Las empresas han de llevar adelante un ánimo constructivo ahora que la patronal ha renovado su capacidad negociadora. Los sindicatos, deben mirar al futuro sin apriorismos, con voluntad de avanzar e inteligencia para interpretar el mundo laboral del siglo XXI. Lo contrario será una grave imprudencia histórica.

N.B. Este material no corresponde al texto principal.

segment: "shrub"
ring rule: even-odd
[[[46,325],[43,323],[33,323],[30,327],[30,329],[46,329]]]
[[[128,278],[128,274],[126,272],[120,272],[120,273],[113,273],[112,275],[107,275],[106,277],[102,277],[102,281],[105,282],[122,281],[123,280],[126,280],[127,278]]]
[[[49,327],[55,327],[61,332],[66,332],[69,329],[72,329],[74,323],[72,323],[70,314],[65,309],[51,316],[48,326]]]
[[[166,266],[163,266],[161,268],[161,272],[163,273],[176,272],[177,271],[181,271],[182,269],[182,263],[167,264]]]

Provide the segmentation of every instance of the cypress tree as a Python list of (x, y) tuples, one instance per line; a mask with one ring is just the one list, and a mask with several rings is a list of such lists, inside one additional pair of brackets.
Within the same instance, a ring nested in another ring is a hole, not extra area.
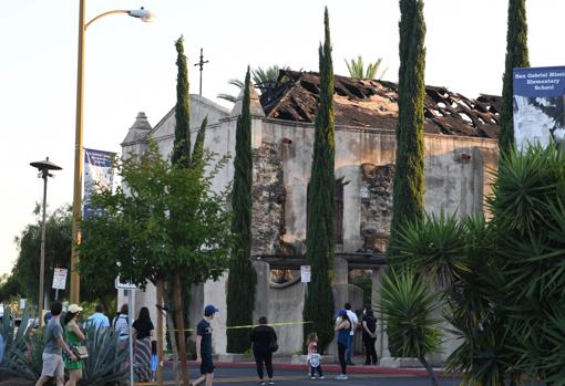
[(315, 121), (314, 156), (307, 197), (306, 260), (311, 282), (302, 317), (305, 342), (316, 332), (323, 352), (333, 338), (333, 249), (336, 243), (336, 177), (333, 138), (333, 65), (328, 8), (323, 14), (325, 42), (318, 49), (320, 63), (320, 104)]
[(425, 23), (422, 0), (400, 0), (400, 69), (398, 82), (396, 173), (389, 252), (393, 253), (399, 227), (423, 215), (425, 96)]
[[(191, 167), (191, 111), (188, 104), (188, 69), (186, 66), (186, 56), (184, 54), (184, 39), (178, 38), (175, 42), (177, 59), (177, 77), (176, 77), (176, 106), (175, 106), (175, 142), (173, 146), (173, 155), (171, 161), (173, 166), (179, 168)], [(178, 215), (171, 212), (172, 223), (177, 221)], [(181, 236), (173, 236), (172, 242), (175, 247), (181, 247)], [(183, 385), (188, 386), (189, 377), (186, 357), (186, 338), (184, 333), (184, 313), (187, 311), (183, 307), (183, 298), (188, 294), (188, 286), (182, 282), (178, 270), (171, 273), (171, 284), (173, 290), (174, 310), (176, 330), (178, 336), (178, 354), (181, 358), (181, 371), (183, 374)]]
[[(251, 265), (251, 113), (249, 96), (250, 74), (247, 67), (242, 114), (237, 118), (234, 187), (232, 190), (232, 233), (234, 246), (227, 286), (227, 326), (253, 324), (255, 284), (257, 275)], [(249, 348), (249, 330), (227, 330), (228, 353)]]
[(188, 96), (188, 69), (184, 54), (184, 38), (175, 42), (176, 48), (176, 105), (175, 105), (175, 143), (171, 161), (173, 165), (191, 165), (191, 107)]
[(508, 152), (514, 147), (513, 70), (528, 66), (526, 1), (510, 0), (506, 63), (502, 83), (501, 133), (499, 136), (501, 153)]

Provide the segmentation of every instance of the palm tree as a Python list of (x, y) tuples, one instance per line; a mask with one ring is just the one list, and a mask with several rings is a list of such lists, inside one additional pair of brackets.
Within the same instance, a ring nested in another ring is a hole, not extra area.
[[(357, 56), (357, 59), (355, 58), (350, 59), (349, 61), (347, 59), (343, 59), (343, 61), (346, 62), (350, 77), (373, 80), (377, 79), (377, 72), (379, 71), (379, 67), (381, 65), (382, 58), (379, 58), (374, 63), (369, 62), (367, 64), (367, 67), (364, 67), (363, 59), (361, 58), (361, 55)], [(380, 76), (378, 77), (379, 80), (381, 80), (382, 76), (384, 76), (387, 70), (388, 69), (384, 69), (381, 72)]]

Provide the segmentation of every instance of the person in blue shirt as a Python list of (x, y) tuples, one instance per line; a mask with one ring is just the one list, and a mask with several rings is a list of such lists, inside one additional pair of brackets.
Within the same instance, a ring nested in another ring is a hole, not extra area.
[(104, 315), (104, 306), (102, 304), (96, 304), (94, 313), (89, 316), (89, 323), (96, 328), (110, 327), (110, 320)]
[(338, 311), (338, 321), (336, 323), (336, 332), (338, 333), (338, 357), (341, 366), (341, 374), (336, 379), (347, 379), (347, 362), (346, 350), (349, 342), (349, 333), (351, 332), (351, 321), (347, 311), (341, 309)]
[(214, 363), (212, 362), (212, 320), (218, 312), (214, 305), (208, 304), (204, 307), (204, 319), (196, 326), (196, 363), (201, 364), (202, 376), (194, 382), (199, 385), (206, 382), (206, 386), (214, 383)]

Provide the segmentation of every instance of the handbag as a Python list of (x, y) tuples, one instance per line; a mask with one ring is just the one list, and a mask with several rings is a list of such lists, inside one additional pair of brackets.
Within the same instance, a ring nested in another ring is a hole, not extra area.
[(277, 340), (275, 338), (275, 335), (271, 335), (269, 341), (269, 351), (271, 353), (275, 353), (277, 350), (278, 350)]
[(89, 357), (86, 346), (70, 346), (70, 348), (76, 359), (86, 359)]

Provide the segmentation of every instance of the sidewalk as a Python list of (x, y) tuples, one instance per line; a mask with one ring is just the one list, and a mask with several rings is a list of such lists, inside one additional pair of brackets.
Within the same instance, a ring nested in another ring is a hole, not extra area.
[[(296, 361), (296, 359), (295, 359)], [(289, 369), (289, 371), (308, 371), (306, 365), (306, 361), (304, 364), (291, 363), (291, 356), (275, 356), (273, 357), (273, 366), (278, 369)], [(390, 374), (390, 375), (411, 375), (411, 376), (428, 376), (428, 372), (424, 368), (405, 368), (405, 367), (381, 367), (381, 366), (364, 366), (364, 357), (356, 356), (353, 357), (353, 363), (356, 365), (347, 366), (347, 372), (350, 374)], [(172, 361), (165, 362), (165, 366), (172, 366)], [(188, 367), (198, 366), (196, 362), (188, 361)], [(249, 356), (242, 356), (242, 361), (237, 362), (222, 362), (214, 361), (214, 366), (218, 368), (255, 368), (255, 362), (250, 361)], [(336, 363), (322, 363), (322, 367), (325, 372), (340, 372), (339, 364)], [(434, 368), (435, 374), (442, 377), (444, 374), (443, 369)]]

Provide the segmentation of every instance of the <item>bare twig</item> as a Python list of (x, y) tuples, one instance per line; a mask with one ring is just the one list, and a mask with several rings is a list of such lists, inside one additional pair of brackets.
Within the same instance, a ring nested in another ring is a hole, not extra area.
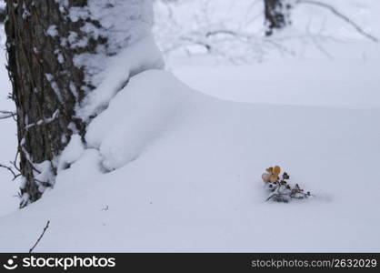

Las pensiones, tantas veces utilizadas como arma arrojadiza populista, requieren adaptarse a la realidad demográfica y económica del país. Hay que poner todo el esfuerzo en que los cambios y las mejoras sean consensuados. Pero, de no ser así, el Gobierno ha de desarrollar su reforma para asegurarlas en el futuro, sin temor a líneas rojas pintadas con la tinta de la demagogia.

Comentarios

Interesante comentario, sólo una observación. El euro está herido de muerte, y eso es así, por que es lo único que puede salvar a Europa. A la vista de los hechos, ninguna reforma, laboral, pensiones, financiera o cualesquiera que se plantee va a ninguna parte. Hablamos de déficit fiscal, el mismo que existe desde que los estados empezaron a emitir deuda allá por el siglo XVI, salvando distancias es la única forma políticamente correcta de salir del paso. Aunque cuidado, el caso Español merece apreciaciones nada desdeñables, podríamos hablar de implicaciones sociales, la brecha que se está abriendo empieza a ser peligrosa. Implicaciones en el reconocimiento de nuestra identidad, seguimos dando vueltas a quienes somos y con quien queremos dormir para que al final los posibles acaben donde siempre. El grave problema en la formación de capital humano, la no redistribución de recursos, la imposibilidad de que la iniciativa y la empresa tire del carro y como guinda del pastel, la burbuja inmobiliaria a fecha de hoy precios sobrevalorados en más de un 50 por ciento, todo ello teniendo en cuenta la perdida brutal de poder de compra que está sufriendo el Español de a pie. Es más, pienso que el problema del déficit es el que tiene la solución más fácil, devaluación y se acabo. Como se ha hecho siempre.Y si, si nos quitan lo bailao.
La edad de jubilación a los 67 está mal, pero, si por jubilarme a los 65 me descuentan un 2% y por trabajar 38 me dan un 2%, con 65 y 38 tengo el 100%, me vale.Si con 65 y 35 me descuentan un 5%, tampoco me quejo. Si con 65 y 40 me dan un 104% , me alegro. Si con 67 y 30 me dan el 100%, me muero de alegría. o sea, si los sindicatos no se cierran y negocian algo mejor que esto, yo me rindo a sus pies y celebro que existan.Si en vez los los 5 últimos, para la base (imposible mantener) logran los 25 MEJORES o, consiguen que el trabajador pueda elegir o descartar algunos de sus años para que formen o no parte de su base de cálculo, les pongo una vela.